A novelty compared to our previous study is the difference in time-behavior of multiple processes, such as cytoskeleton control pathways. Changes in the sarcomere structure, the main contractile apparatus of the myocyte, are known to be preceded by actin remodeling [38]. Actin-based cytoskeletal mobilization ultimately leads to cardiac remodeling [39], which is clinically evident as an enlarged heart size with a distended shape and contractile dysfunction (reduced fractional shortening and contraction force) [39]. From the Enrichment Map, we see a consistent up-regulation of actin remodeling machinery at early- and mid-stage disease whereas microtubule and sarcomeric up-regulation is only present at mid-stage disease. This highlights a potential difference in timing or coordination of these remodeling processes. Thus, the Enrichment Map significantly eases visual comparison of global trends in major cellular systems as a function of disease progression.
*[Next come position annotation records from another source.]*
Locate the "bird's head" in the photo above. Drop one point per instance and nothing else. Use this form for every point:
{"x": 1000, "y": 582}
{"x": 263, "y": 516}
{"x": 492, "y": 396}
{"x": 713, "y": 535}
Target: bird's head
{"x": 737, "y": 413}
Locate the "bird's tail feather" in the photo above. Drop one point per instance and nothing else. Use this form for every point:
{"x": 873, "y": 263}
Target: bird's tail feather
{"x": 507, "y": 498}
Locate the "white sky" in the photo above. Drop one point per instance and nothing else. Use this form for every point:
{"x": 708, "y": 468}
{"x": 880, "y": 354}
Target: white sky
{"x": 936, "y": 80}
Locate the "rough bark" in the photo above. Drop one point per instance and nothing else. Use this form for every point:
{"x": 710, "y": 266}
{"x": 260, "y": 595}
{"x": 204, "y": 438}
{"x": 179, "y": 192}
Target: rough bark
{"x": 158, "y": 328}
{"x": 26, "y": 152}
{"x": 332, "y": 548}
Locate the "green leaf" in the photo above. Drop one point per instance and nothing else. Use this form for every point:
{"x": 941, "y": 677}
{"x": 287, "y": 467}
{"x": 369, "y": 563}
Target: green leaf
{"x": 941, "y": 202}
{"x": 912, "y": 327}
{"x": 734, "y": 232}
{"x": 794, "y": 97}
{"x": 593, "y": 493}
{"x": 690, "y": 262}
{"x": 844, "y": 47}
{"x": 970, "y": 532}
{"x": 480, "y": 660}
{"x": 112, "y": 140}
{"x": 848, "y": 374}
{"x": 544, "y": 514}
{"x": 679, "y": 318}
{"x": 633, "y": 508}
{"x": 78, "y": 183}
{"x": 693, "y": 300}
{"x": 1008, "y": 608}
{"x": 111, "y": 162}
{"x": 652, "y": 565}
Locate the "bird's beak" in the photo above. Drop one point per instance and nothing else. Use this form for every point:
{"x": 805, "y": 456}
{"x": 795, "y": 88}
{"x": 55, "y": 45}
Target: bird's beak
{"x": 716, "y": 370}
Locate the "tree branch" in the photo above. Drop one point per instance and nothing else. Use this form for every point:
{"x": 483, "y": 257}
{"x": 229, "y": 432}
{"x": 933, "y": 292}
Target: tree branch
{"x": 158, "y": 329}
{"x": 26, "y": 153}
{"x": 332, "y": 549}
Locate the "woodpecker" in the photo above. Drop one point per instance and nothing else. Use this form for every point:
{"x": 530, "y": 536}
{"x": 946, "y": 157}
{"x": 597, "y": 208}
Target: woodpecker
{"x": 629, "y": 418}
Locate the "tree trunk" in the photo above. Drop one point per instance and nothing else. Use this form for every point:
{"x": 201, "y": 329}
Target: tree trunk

Exploring the Apoptotic Network

The enrichment map clearly showed apoptosis as a key element in the transition from an early-stage compensatory hypertrophy response (i.e. enhancing cardiac output) to mid-stage dilatation, which precedes fibrosis and ultimately heart failure [8]. Since many of the enriched gene sets originally came from pathway databases, which curate detailed protein interaction relationships, we were able to create a network view of the enriched apoptosis gene set from the Reactome pathway database, showing differential protein expression, using Cytoscape [32](Figure 3). Given that the transgenic PLN-R9C model has disrupted calcium flux within myocytes, an interesting active molecule in the pathway, gelsolin, stood out (Figure 3). Gelsolin is a well-studied calcium regulated mediator of actin filament assembly and disassembly that was previously identified as a target of caspase-3 mediated apoptosis[40] and has previously been implicated in human DCM[41]. Given that loss of gelsolin in a knockout mouse line [42] results in reduced apoptosis in response to myocardial infarction (artery ligation), which normally induces severe hypertrophy and dilation, the up-regulation of gelsolin (and other functionally related proteins) we detect suggests a causal connection to both the ventricular remodeling that precedes dilatation (Figure 2) and the increased apoptosis observed during disease progression[7]. Gelsolin is one of many factors downstream of caspase 3 that are progressively up-regulated from early to mid-stage. Conversely, negative apoptosis related signaling factors appeared to be down-regulated. Most notable is an initial up-regulation at early stage, followed by down regulation at mid-stage, of the ubiquitin-protein ligase XIAP, a well known inhibitor of apoptosis [43] (Figure 3). Again, this is consistent with the overall gene set output showing progressive apoptosis during tissue remodeling and dilatation.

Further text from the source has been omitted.